- Pourquoi la manifestation d'Ankara change notre vision du traitement des eaux usées
- NPHarvest à Ankara: Qu'est-ce qui a réellement été lancé?
- Comment récupérer l'azote et le phosphore des eaux usées concentrées
- Du digestat de biogaz à l'engrais: le cœur industriel du projet
- Chiffres de démonstration: capacité, produits récupérés et potentiel à pleine échelle
- Pourquoi la récupération des nutriments est devenue stratégique en Europe
- Les limitations techniques à ne pas négliger dans la récupération des nutriments contenus dans les eaux usées
- Impacts environnementaux, économiques et de gestion des stations d'épuration et des usines de biogaz
- Qu'est-ce qu'Ankara peut apprendre à la chaîne d'approvisionnement circulaire européenne en engrais?

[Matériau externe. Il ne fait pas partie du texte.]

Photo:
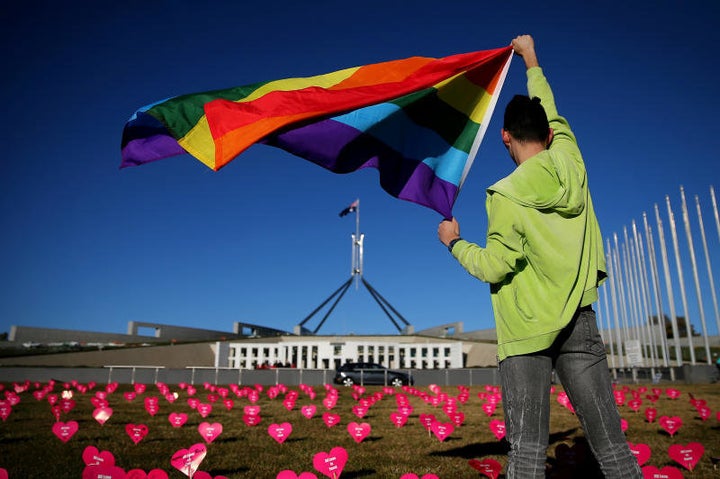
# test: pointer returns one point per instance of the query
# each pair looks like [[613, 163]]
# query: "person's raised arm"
[[524, 45]]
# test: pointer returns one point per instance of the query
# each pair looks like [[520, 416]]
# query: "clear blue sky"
[[87, 246]]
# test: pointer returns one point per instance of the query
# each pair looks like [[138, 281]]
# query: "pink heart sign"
[[308, 411], [104, 471], [137, 432], [330, 464], [280, 432], [670, 424], [489, 408], [687, 455], [488, 467], [102, 414], [93, 457], [187, 461], [398, 419], [152, 405], [204, 409], [287, 474], [5, 410], [252, 420], [65, 430], [177, 419], [442, 430], [641, 452], [650, 414], [331, 419], [210, 432], [667, 472], [498, 428], [359, 431]]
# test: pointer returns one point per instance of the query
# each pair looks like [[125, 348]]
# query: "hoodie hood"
[[546, 182]]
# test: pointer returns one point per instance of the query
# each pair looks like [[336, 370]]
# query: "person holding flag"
[[544, 261]]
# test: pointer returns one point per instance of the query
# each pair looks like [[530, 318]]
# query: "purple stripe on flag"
[[144, 150], [344, 149]]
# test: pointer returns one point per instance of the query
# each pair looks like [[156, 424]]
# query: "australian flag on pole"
[[350, 209]]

- L'avenir de la purification ne réside pas seulement dans l'élimination, mais aussi dans l'enrichissement.
À l’usine de biogaz Aslan Biomass d’Ankara, NPHarvest a lancé une démonstration industrielle pour récupérer l’azote et le phosphore des eaux usées concentrées, en produisant du sulfate d’ammonium et des phosphates réutilisables
Auteur: Marco Arezio. Expert en économie circulaire, recyclage des polymères et procédés industriels. Fondateur de la plateforme rMIX.
Date: 3 avril 2026
Temps de lecture: 10 minutes
Pourquoi la démonstration d’Ankara change notre manière de regarder l’épuration
Dans le secteur de l’épuration, on continue souvent à raisonner selon une logique linéaire: l’effluent arrive, il est traité, les fractions indésirables sont séparées, puis l’on cherche à réduire au minimum les dommages environnementaux. La démonstration industrielle lancée par NPHarvest à Ankara suggère au contraire une lecture différente et beaucoup plus contemporaine: l’effluent à forte concentration en nutriments n’est pas seulement un problème à neutraliser, mais une réserve de valeur à intercepter avant qu’elle ne devienne un coût, un risque ou une perte de matière. Par souci d’exactitude chronologique, cette nouvelle n’appartient pas à 2026 mais à août 2025; elle reste toutefois pleinement actuelle car elle touche à l’un des nœuds les plus sensibles de l’économie circulaire européenne: la transformation de l’azote et du phosphore dispersés dans les effluents en intrants fertilisants locaux.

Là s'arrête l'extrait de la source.